With a graphic description of killing, torture and rape, a Roman Catholic nun from New Mexico launched a campaign yesterday demanding an end to secrecy about a U.S. role in repression in Guatemala.

"I was lowered into an open pit packed with human bodies .. . children, women and men, some decapitated, some lying face up and caked with blood, some dead, some alive, and all swarming with rats:' said Sister Dianna Ortiz, describing a 1989 experience in the Central American country.

Sister Ortiz's voice broke as she recounted how her torturers held her hand to the handle of a machete being used to slash a woman, how blood was "spurting like a water fountain" from the woman and how "my screams [were] lost in the cries of the woman."

The 36-year-old nun then sobbingly halted her speech to an audience of about 250 people at Lafayette Square. opposite the White House. It was completed by Pat Davis of the sponsoring Guatemala Human Rights Commission-CSA, which lists a score of U.S. citizens affected by state-sponsored violence in Guatemala.

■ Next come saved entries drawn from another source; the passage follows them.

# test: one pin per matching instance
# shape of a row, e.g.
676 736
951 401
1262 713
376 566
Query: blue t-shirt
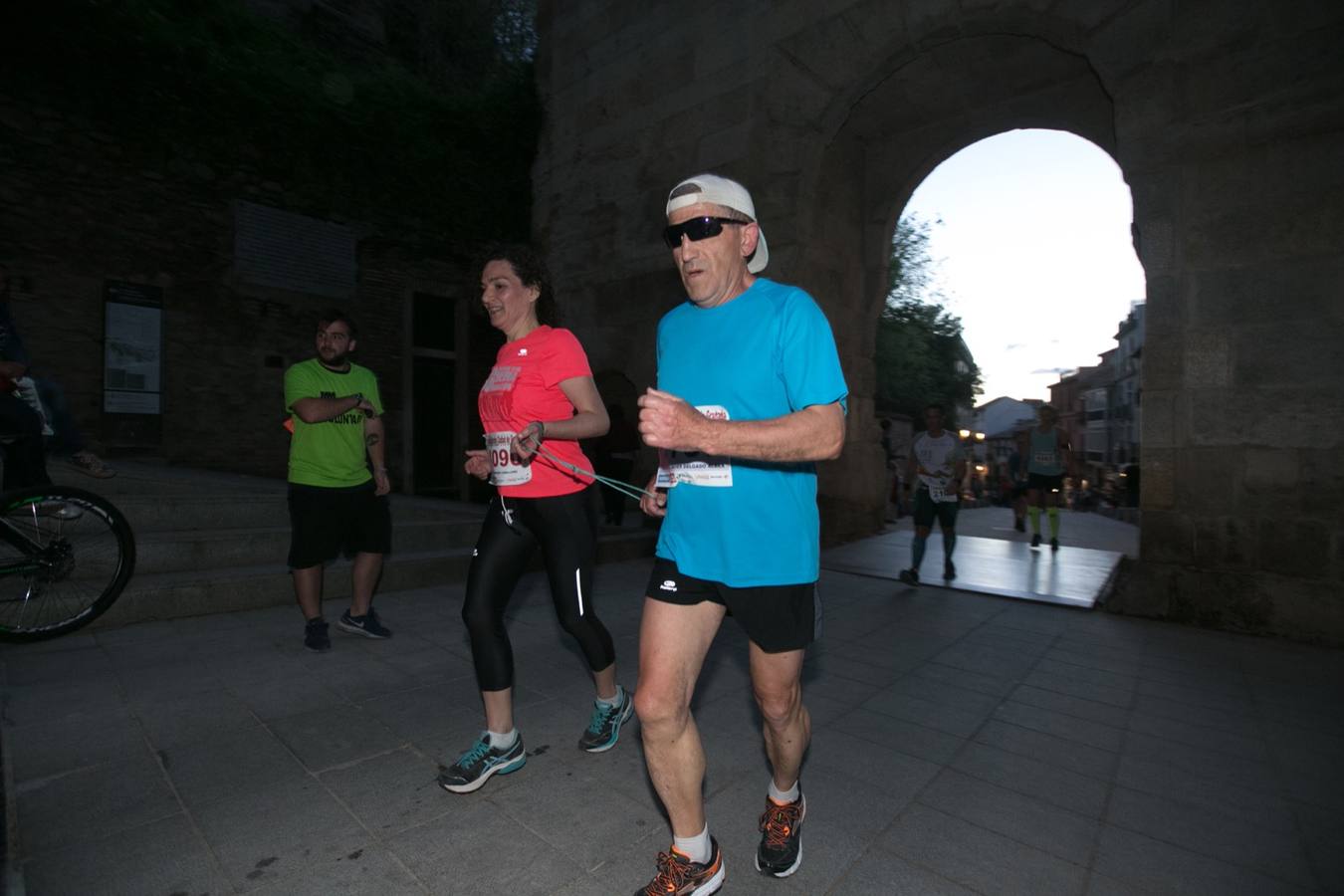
767 353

The nun vowed to appear at the park daily in a silent vigil until the government declassifies all U.S. information about human rights abuses in Guatemala since 1954 and releases full results of an investigation by the Intelligence Oversight Board into U.S. activities in Guatemala. Her demand was strongly backed by Amnesty International USA and Mrs. Jennifer K. Harbury, a friend of the nun's and the widow of a Guatemalan guerrilla leader.

The scene was reminiscent of Mrs. Harbury's hunger strike at Lafayette Square last year. Mrs. Harbury had demanded information on the fate of her husband.

Sister Ortiz, from Grants, N.M. said she was abducted while teaching young Guatemalan children in November 1989.